Il titolo originale significa letteralmente “quando volano le gru” ed è un modo di dire per indicare l’arrivo della primavera. L’adattamento italiano, e internazionale, è frutto di un errore di traduzione della versione francese e toglie parzialmente il senso alla visione di fondo dell’originale. Stiamo parlando di Quando volano le cicogne, produzione russa datata 1957 che è stata premiata, per la prima volta nella storia del cinema sovietico, con la prestigiosa Palma d’oro al Festival di Cannes l’anno successivo. Il film, diretto dal regista di origini georgiane Michail Kalatozov, è intriso di una retorica fortemente nazionalista e in più occasioni si assiste ad un’esaltazione del comunismo allora imperante ma, allo stesso tempo, porta con sé un profondo messaggio pacifista nelle dinamiche narrative che seguono la sfortunata e complessa love-story tra i due giovani protagonisti, divisi proprio dallo scoppio della guerra.
Il racconto ha inizio nel 1941, con il giovane Boris e la coetanea Veronika che vivono una passione pura e disincantata, tipica della loro età.
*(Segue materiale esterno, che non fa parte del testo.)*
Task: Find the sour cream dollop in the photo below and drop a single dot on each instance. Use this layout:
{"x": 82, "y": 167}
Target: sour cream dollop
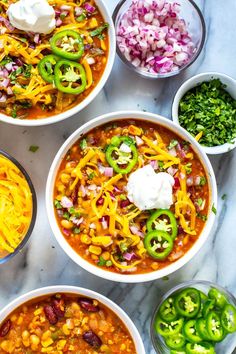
{"x": 150, "y": 190}
{"x": 32, "y": 15}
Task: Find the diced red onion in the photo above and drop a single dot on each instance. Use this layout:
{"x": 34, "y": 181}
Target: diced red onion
{"x": 89, "y": 8}
{"x": 152, "y": 36}
{"x": 108, "y": 172}
{"x": 66, "y": 202}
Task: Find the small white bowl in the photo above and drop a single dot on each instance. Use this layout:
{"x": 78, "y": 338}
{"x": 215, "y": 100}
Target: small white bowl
{"x": 79, "y": 107}
{"x": 129, "y": 278}
{"x": 6, "y": 311}
{"x": 193, "y": 82}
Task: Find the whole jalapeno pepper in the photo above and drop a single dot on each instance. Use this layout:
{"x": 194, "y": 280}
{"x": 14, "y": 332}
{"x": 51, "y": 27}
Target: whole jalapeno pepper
{"x": 228, "y": 318}
{"x": 122, "y": 154}
{"x": 166, "y": 329}
{"x": 46, "y": 67}
{"x": 188, "y": 302}
{"x": 158, "y": 244}
{"x": 164, "y": 220}
{"x": 214, "y": 326}
{"x": 167, "y": 310}
{"x": 70, "y": 77}
{"x": 68, "y": 44}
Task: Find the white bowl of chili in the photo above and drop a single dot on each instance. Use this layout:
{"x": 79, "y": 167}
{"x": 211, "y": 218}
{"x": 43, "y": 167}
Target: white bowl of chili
{"x": 42, "y": 100}
{"x": 213, "y": 128}
{"x": 68, "y": 238}
{"x": 52, "y": 302}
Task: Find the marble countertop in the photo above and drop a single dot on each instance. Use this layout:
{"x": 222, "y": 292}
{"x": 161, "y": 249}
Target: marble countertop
{"x": 43, "y": 262}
Il sogno di felicità si interrompe ben presto quando l’Unione Sovietica entra in guerra e il ragazzo decide di partire come volontario per combattere sul fronte: nonostante l’ovvia tristezza per la separazione, i due promettono di sposarsi quando il conflitto sarà finito. Un ritardo di Veronika alla partenza di Boris, il quale è visibilmente deluso dalla mancanza dell’amata, complica la relazione e il novello soldato tarda a scrivere le proprie lettere a casa. Nel frattempo durante un bombardamento aereo i genitori di Veronika perdono la vita e il padre di Boris, il dottor Fyodor Ivanovich, decide di accogliere in casa sua la ragazza quale promessa moglie del figlio. Tra le quattro mura, oltre al capofamiglia, alla nonna e alla sorella, vive anche il cugino di Boris, il pianista Mark, che non ha mai nascosto i suoi sentimenti nei confronti di Veronika. La scarsità di notizia riguardo il destino di Boris e le avanche sempre più spinte e violente di Mark nei confronti di Veronika finiranno per dar vita ad una complicata situazione familiare.
Quando volano le cicogne è figlio di un’idea di cinema lirica e possente e nel corso dei novanta minuti di visione, che sembrano di più in quanto a solidità del costrutto e forza del messaggio – e quindi in senso positivo -, le scene madri si sprecano: dal rumore del bombardamento sovrastato dalla note del pianoforte, sequenza che precede un drammatico evento chiave, all’intenso epilogo dove gioia collettiva e dolore privato si mescolano con un’alchimia commovente, il film conquista e ammalia dal punto di vista stilistico, restituendo appieno quell’idea di Grande Madre Russia che è radicalmente connotata nelle pagine chiave della storia. Kalatozov si concentra più che sulla guerra in sé sulle conseguenze che il conflitto riserva ai personaggi, sia direttamente che – soprattutto – indirettamente; non è un caso che le fasi prettamente belliche si limitino ad una manciata di minuti, dove ha comunque luogo un episodio che condizionerà l’intero substrato drammatico a venire, sospeso tra incertezza e speranza. La sceneggiatura saggiamente si mantiene su toni ambigui e solo nella parte finale svela finalmente le proprie carte, appassionando lo spettatore fino al giungere dei titoli di coda.
Le emozioni viaggiano su binari dolci-amari, con gli iniziali momenti di tenerezza nella relazione tra i due protagonisti sostituiti in breve tempo dalla tragedia del distacco e dall’esaltazione di un ideale, in una sorta di eterna rincorsa alla tanto agognata serenità e al potenziale ricongiungimento. Quando volano le cicogne non si dimentica un’epica di fondo, con tanto di canzoni popolari (la più nota – Katjuša – parla proprio di una ragazza sofferente per la lontananza del suo innamorato) che accompagnano i passaggi più struggenti e “di massa” dell’insieme, e la splendida fotografia in bianco e nero offre il corretto sfondo scenico. L’ennesimo merito nella riuscita dell’operazione è da assegnare all’affiatato ed eterogeneo cast, con Aleksej Batalov (una sorta di James Stewart sovietico per la sua propensione a ruoli positivi) e Tat’jana Samojlova (splendida e intensa nel suo fascino tipicamente autoctono) nelle vesti dei due protagonisti e Vasili Merkuryev assolutamente perfetto nei panni del combattuto ma saldo capofamiglia.